I am trying to use trajectory view for my model which is supposed to have an LSTM and a fully connected network in parallel. This is the workflow I have in mind:

recurrent obs = obs[“repeated”][-10:0] → LSTM → Fully
Connected → Output
non-recurrent = obs[“fixed”] ---------------> Network

I am thinking my best bet would be to implement a custom RNN.
So this is how I set up my obs space:

obs_space = spaces.Dict({
            "repeated": spaces.Box(low=np.array(([0] * 3 + [0, 0, 0, 0, 0, -1, 0, 0, 0, -np.inf])),
                                   high=np.array(([np.inf] * 8 + [1] + [np.inf] * 4)),
                                   dtype=np.float64),
            "fixed": spaces.Box(low=
                                np.array([0, 0, -1, 0]),
                                high=np.array([1, 1, np.inf, np.inf]),
                                dtype=np.float64)
        })

I then have this in my Policy.postprocess_trajectory function:

class new_policy(A3CTorchPolicy):
        def postprocess_trajectory(self, sample_batch: SampleBatch,
                                   other_agent_batches: Optional[Dict[AgentID, SampleBatch]] = None,
                                   episode: Optional[Episode] = None):
            sample_batch = super(new_policy, self).postprocess_trajectory(sample_batch,
                                                                          other_agent_batches,
                                                                          episode)
            print("sample", sample_batch["obs"])
            sample_batch["fixed"] = np.array(sample_batch["obs"][:4])
            sample_batch["repeated"] = np.array(sample_batch["obs"][4:])
            return sample_batch

Here I use [“obs”][:4] instead of [“obs”][“fixed”] because obs seems to be a flattened numpy array at this point, and not a dict as I would have expected, but that’s fine.

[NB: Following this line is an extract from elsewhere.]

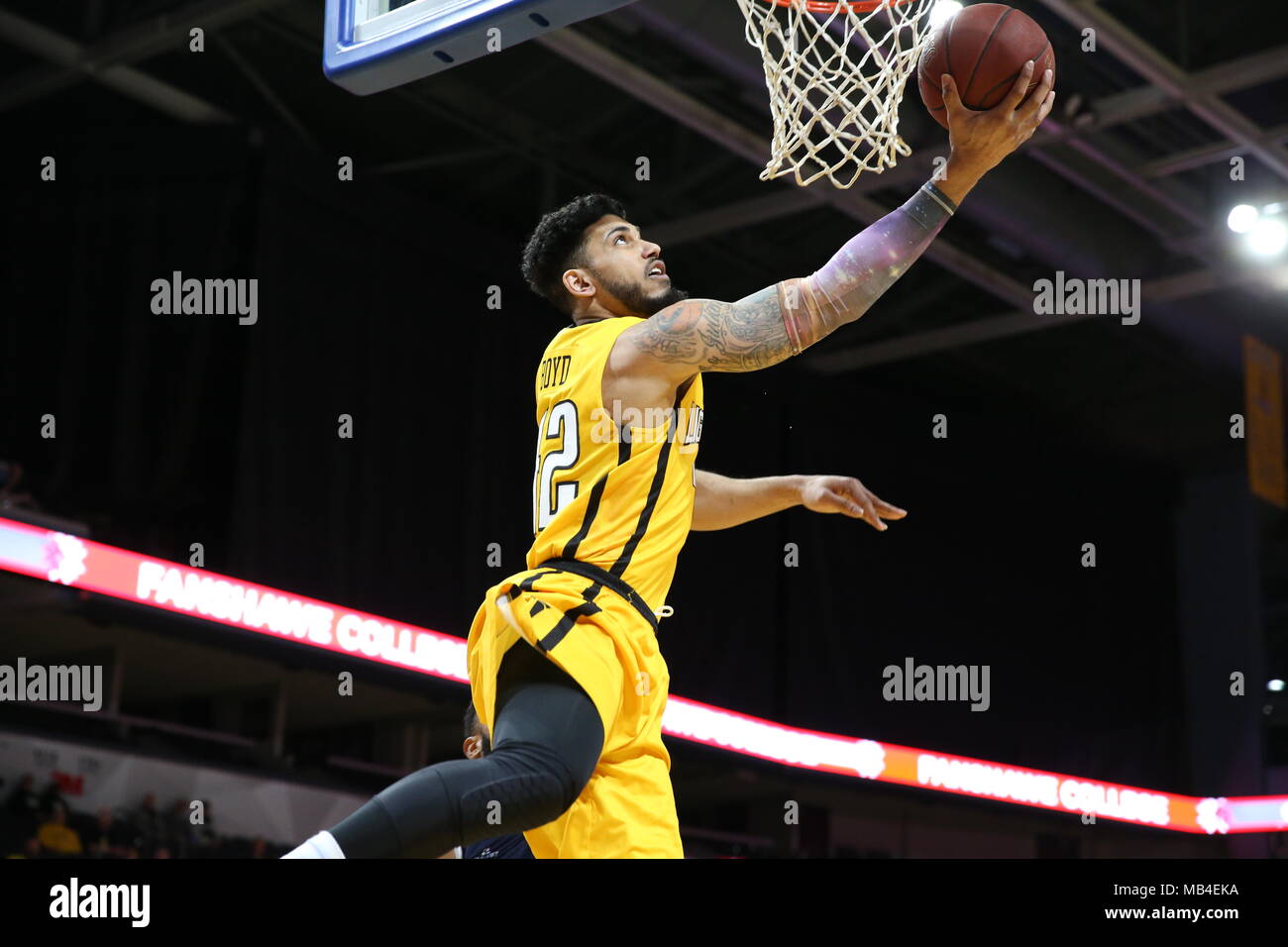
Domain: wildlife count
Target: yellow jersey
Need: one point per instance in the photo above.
(612, 487)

Then, I set up my view requirement in my model

class my_model(TorchModelV2, torch.nn.Module):
    def __init__(self, obs_space: gym.spaces.Space, action_space: gym.spaces.Space,
                 num_outputs: int, model_config: ModelConfigDict, name: str):
          self.view_requirements["rep"] = ViewRequirement(data_col="repeated", shift="-10:0")

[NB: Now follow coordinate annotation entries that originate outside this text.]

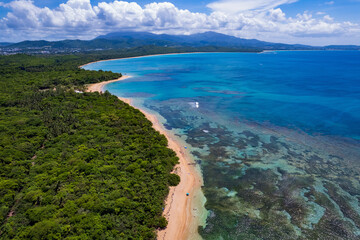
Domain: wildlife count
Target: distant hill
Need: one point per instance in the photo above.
(3, 44)
(121, 40)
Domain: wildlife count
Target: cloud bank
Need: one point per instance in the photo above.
(262, 19)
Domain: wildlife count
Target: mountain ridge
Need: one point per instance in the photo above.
(121, 40)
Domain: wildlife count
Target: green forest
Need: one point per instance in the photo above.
(77, 165)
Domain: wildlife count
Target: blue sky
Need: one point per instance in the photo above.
(315, 22)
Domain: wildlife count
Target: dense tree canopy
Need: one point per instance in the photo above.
(76, 165)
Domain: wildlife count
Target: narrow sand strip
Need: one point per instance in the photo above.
(183, 218)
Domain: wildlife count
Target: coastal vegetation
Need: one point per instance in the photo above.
(76, 165)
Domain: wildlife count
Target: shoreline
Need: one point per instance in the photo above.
(181, 211)
(151, 55)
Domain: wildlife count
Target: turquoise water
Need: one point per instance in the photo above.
(276, 135)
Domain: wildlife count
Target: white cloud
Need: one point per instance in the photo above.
(330, 3)
(80, 19)
(235, 6)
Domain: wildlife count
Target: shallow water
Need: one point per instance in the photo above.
(276, 134)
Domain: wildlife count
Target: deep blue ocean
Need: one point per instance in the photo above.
(276, 135)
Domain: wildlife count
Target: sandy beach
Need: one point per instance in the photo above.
(152, 55)
(182, 212)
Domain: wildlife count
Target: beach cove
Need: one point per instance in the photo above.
(275, 134)
(181, 211)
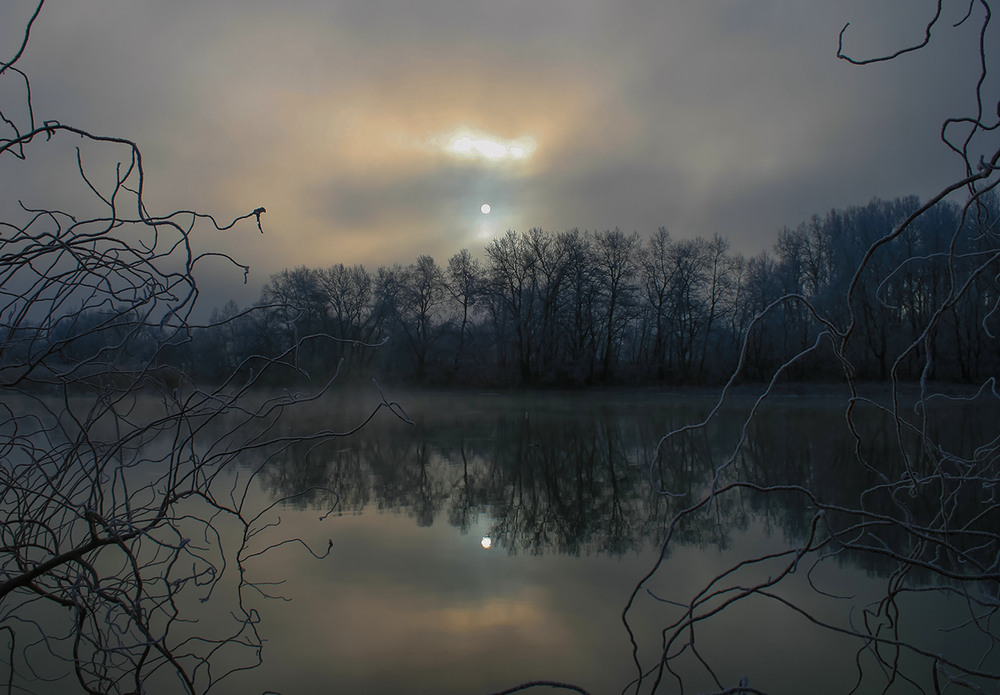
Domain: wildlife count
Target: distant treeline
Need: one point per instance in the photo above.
(581, 308)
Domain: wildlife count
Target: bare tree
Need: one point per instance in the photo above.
(116, 478)
(927, 505)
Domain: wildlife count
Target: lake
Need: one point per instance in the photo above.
(499, 539)
(560, 487)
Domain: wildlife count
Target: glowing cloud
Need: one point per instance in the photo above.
(470, 144)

    def forward(self, input_dict: Dict[str, TensorType],
                state: List[TensorType],
                seq_lens: TensorType) -> (TensorType, List[TensorType]):
        print("Got input", input_dict["obs"], input_dict["obs_flat"], input_dict)

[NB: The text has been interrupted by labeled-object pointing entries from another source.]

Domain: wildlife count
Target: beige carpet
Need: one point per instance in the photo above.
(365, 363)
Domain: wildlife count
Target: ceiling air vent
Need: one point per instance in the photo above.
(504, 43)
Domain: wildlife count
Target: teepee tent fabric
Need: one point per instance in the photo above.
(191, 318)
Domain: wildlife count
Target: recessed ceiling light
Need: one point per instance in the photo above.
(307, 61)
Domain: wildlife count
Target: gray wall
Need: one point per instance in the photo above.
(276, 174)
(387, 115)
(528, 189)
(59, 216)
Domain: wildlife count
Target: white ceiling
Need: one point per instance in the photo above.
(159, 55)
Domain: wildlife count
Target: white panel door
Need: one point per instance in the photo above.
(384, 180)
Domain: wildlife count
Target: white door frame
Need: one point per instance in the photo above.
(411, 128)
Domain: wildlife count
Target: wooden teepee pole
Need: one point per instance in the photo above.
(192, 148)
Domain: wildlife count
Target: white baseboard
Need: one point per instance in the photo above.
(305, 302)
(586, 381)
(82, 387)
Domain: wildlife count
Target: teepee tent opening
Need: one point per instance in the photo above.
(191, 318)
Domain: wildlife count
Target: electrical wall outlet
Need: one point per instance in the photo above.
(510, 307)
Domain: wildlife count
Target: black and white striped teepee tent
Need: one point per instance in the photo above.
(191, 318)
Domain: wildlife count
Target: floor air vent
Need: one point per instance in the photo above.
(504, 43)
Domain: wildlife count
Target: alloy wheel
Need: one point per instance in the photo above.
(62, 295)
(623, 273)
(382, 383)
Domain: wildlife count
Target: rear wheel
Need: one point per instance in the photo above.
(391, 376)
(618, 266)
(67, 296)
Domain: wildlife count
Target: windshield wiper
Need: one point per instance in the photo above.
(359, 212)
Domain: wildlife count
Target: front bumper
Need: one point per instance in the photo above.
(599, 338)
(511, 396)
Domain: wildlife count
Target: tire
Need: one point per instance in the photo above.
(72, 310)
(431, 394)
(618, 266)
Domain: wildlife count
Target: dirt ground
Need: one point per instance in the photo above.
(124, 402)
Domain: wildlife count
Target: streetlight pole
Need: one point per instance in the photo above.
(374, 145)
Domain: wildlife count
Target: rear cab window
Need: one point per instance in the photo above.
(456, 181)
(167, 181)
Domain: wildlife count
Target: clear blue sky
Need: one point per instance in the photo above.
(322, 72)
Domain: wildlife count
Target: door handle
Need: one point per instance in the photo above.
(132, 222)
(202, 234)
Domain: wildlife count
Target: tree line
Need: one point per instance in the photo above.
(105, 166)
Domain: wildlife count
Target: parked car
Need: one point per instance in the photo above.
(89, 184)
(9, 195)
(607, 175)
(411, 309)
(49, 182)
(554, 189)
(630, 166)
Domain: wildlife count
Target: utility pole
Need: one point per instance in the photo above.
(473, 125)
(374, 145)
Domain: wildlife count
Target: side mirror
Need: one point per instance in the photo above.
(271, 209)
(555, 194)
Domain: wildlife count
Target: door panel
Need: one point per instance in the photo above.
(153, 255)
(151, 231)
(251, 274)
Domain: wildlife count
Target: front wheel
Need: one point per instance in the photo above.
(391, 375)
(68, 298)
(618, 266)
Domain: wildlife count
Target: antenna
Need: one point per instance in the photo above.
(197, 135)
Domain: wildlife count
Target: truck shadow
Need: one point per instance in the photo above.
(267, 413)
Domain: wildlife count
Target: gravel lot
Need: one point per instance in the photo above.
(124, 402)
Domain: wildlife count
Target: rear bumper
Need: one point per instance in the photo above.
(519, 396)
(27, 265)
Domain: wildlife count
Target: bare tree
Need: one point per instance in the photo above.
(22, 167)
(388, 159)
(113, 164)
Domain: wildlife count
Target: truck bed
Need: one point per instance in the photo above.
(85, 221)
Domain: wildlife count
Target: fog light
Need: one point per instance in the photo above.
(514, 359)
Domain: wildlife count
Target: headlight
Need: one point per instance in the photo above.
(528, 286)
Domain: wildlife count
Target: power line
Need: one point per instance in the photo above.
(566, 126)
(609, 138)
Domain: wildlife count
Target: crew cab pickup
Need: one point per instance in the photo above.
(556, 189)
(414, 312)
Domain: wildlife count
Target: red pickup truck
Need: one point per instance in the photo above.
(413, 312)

However, in my forward call, I don’t get the column “rep” at all! I also don’t see “repeated” or “fixed” columns. I suspect there is a flaw in my understanding of the trajectory view API and I would appreciate any insights into what is going wrong here and what would be the best way for me to do this.

Thanks in advance!

Hey @utkarshp,

Have you tried setting _disable_preprocessor_api to False? Setting this flag, will tell RLlib to not flatten the data structure of the observation.

Trajectory view API is responsible for dictating the constraints for trajectory construction and dependencies of certain keys on others across time. So here you need to first get access to repeated and fixed key under each obs and then using TrajectoryViewAPI decide how to contextualize your input state as a function of these keys.